Rajoy described the vote as "a total failure" during a press conference he had called late on Tuesday, after mounting pressure for him to break the silence he has maintained since Sunday's vote.
During the appearance, the Spanish Prime Minister also stressed a definitive referendum on the issue of independence for Catalonia was impossible, and that reform of the Spanish constitution was the only option available.
The Spanish prime minister fiercely opposed the unofficial poll which saw 1.86 million people vote for independence out of a total eligible voting population estimated in the range of 5.4 million and 6 million.
Catalan president Artur Mas reached out to Rajoy on Tuesday, saying it was time Madrid entered into a "permanent dialogue" with Catalonia. He said he had written to Rajoy inviting him "to set the conditions for a dialogue that is permanent and as constructive as possible".
The ultimate aim of the dialogue is to hold "a definitive and politically binding consultation" vote, Mas added.
"The issue we are faced with can only be resolved at the top political level."
"He (Mas) has a legal method, but doesn't appear to have the backing to use it."
Rajoy said he wasn't prepared to accept challenges that came from an illegal starting position, and that dialogue on Catalonia was only possible — and only made sense — "when there is a minimum of institutional trust" — a reference to Mas's decision to go ahead with Sunday' poll despite a legal block by Madrid.

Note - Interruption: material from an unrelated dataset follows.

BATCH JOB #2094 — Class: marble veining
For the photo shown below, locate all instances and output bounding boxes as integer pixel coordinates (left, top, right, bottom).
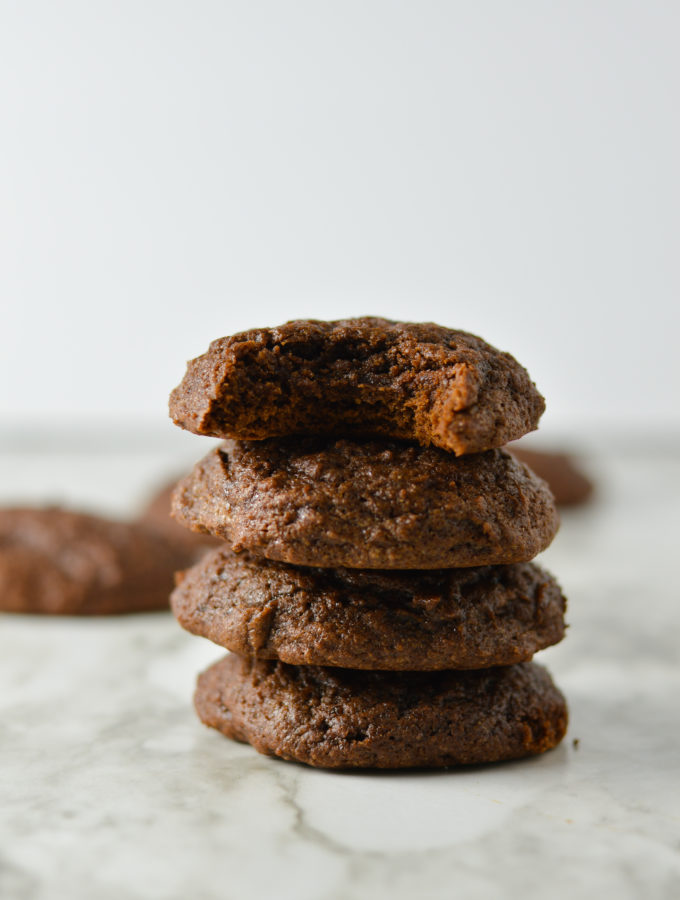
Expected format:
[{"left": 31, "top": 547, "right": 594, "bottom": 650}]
[{"left": 1, "top": 449, "right": 679, "bottom": 899}]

Addressing the issue of when Catalonia's public prosecutor would launch legal action against the Catalan president, Rajoy said the office had its powers and that he did not know what the prosecutor was going to do.
"Who am I to say (to the prosecutor) what should be done?"

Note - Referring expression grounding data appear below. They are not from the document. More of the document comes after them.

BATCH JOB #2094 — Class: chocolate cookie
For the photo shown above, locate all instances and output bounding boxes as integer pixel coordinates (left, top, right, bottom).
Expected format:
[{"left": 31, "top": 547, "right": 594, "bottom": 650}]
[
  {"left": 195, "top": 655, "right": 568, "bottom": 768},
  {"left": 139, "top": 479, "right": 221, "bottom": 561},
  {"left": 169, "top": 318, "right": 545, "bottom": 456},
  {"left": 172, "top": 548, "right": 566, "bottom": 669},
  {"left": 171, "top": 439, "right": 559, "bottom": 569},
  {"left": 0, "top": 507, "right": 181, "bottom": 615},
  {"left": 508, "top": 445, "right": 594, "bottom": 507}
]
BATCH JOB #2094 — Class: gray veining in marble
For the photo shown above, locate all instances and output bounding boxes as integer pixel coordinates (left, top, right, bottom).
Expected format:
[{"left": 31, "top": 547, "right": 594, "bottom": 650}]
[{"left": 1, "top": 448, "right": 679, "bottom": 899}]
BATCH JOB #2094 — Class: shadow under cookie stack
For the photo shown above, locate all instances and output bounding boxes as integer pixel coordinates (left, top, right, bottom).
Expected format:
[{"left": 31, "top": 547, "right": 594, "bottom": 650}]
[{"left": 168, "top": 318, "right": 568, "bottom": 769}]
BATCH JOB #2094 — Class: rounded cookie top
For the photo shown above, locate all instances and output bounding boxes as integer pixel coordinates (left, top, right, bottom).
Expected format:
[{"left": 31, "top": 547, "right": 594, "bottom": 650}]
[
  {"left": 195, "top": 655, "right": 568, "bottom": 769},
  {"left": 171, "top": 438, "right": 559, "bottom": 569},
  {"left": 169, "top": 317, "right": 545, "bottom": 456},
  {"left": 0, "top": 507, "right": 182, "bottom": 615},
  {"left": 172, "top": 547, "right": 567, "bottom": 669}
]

He added the office had to be respected and he would respect any decisions made. "You have to respect the rules of the game."

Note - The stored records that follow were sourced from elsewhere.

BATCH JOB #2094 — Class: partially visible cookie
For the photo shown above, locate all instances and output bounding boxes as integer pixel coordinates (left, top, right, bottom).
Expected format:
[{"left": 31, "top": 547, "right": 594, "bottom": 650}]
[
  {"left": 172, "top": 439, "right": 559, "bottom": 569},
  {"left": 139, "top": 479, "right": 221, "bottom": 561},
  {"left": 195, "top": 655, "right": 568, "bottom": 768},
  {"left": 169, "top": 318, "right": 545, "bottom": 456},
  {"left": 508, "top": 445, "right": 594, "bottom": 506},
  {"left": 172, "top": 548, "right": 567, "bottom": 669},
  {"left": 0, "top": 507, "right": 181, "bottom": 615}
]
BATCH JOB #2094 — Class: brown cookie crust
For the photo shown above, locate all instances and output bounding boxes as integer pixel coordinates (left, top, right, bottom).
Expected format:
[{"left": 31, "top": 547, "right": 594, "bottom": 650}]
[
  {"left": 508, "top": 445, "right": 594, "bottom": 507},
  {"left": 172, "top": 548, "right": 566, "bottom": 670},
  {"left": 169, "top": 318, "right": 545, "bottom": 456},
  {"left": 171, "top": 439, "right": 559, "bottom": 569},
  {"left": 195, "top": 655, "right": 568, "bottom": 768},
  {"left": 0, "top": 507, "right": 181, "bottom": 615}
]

"I've completed my obligations. I appealed (the Catalan vote) twice in the Constitutional Court. I was sensible. Many people would have liked me to take more drastic action," said the Spanish leader.
"The organizers (of the vote) might have preferred a different picture with different international ramifications. Taking other decision would have created more difficulties. I think the (Spanish) government did what it had to do," he added.
Asked why Rajoy had not meet with the Catalan president since July, the Spanish prime minister said: "Whenever Mas has wanted to see me I have seen him, whenever he has called me, I have spoken to him. But you can't ask the prime minister of the (Spanish) government to question national sovereignty.
"Most Spaniards would understand that."
There's one undeniable fact: in Catalonia, there are more Catalans than pro-independence supporters.